At MD Health, we strive to be well-read and up to date with the current literature surrounding several health issues.
This article, (from New Scientist magazine, 20th October 2018) outlines the supposed benefits of intermittent fasting and some of the short-term effects on the body following fasting.
The article outlines the following points:
- Although there are numerous hypothesised positive effects of fasting diets (including ketogenic, paleolithic diets), scientific trials have yet to confirm many of these effects.
- In short term studies (duration 3 months) health markers such as body mass index, visceral fat and blood pressure were all significantly reduced (particularly in overweight to obese subjects), however it is unclear whether this can be explained by the simple fact that the subjects lost weight in general.
- During fasting, the body is supposed to go through a process called “ketosis”, where fat stores are metabolised for energy. However, a body composition analysis of the author after short term fasting found that most weight-loss was from muscle stores, rather than fat.
- Strength training is still important when on any form of diet, to maintain muscle mass!
This article “Fasting power: Can going without food really make you healthier?
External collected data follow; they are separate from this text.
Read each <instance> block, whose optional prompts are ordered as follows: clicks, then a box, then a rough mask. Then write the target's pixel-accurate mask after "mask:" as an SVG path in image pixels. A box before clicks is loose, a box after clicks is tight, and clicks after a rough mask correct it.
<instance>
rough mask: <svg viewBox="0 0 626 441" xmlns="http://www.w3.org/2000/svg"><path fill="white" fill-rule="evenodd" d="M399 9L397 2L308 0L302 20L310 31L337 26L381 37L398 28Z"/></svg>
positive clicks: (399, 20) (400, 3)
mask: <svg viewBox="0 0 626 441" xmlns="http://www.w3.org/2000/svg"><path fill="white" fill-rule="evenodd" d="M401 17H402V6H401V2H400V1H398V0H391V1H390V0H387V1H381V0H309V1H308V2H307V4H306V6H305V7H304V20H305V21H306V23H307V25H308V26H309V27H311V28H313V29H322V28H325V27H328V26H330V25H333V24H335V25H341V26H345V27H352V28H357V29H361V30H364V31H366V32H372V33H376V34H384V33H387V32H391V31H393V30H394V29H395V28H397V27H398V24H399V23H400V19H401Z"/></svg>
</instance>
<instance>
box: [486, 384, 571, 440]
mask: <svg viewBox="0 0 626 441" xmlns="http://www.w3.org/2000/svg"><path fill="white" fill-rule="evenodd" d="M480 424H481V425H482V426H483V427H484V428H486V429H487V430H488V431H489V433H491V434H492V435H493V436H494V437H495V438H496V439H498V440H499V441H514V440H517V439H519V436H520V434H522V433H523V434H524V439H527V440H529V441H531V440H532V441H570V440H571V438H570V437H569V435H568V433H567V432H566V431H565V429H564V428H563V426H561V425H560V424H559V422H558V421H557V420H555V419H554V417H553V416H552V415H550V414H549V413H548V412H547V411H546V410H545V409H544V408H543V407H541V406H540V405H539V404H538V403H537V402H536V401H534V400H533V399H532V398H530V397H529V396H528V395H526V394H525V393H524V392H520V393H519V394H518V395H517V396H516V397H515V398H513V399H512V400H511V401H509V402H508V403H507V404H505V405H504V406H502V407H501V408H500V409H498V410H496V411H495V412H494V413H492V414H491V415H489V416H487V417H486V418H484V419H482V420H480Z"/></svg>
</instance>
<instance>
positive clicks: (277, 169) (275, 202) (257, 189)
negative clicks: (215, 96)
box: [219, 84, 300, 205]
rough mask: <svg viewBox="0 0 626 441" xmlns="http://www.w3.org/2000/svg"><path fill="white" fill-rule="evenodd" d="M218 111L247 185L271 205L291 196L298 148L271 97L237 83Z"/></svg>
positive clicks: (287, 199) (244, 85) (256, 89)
By Caroline Williams” outlines very well, some of the long-term negative effects of fasting that actually “slows” weight loss and reduce long term health.
The author trials the fasting diet for 5 days and although losses 1kg in the process, only 168g of this was fat and a staggering 584g of this was lean muscle mass, the metabolically active, joint and bone protecting tissue of the body.
This has 2 obvious main issues for long term health:
- It will be harder to lose weight in the long term – Our resting metabolic rate, the amount of energy we expend at rest is dependant on our organs, the energy required to breakdown food and our lean muscle mass. This only part we can really control and do something about is our lean muscle mass. When you loss 0.5kg of muscle mass, you will burn less energy doing the same activities you did the week before, such as running, going to the gym and even sleeping. Your exercise will just not be as effective in expending energy and will take a lot of work to regain the muscle mass you have lost.
- It reduces your ability to control glucose metabolism – Lean muscle is again the only tissue we have that we control that help regulate our blood glucose for diabetes control. As your muscle mass improves, not only is there more muscle mass to pull glucose from the bloodstream, lowering blood glucose, but the number of sensors on the surface of muscle (GLUT4 receptors) increases, so the muscles become more efficient at doing so, helping combat insulin resistance.
So, if you are serious about managing your weight, a much more effective way of doing so is regular eating, improving your muscle mass and appropriate meal portions for long term results.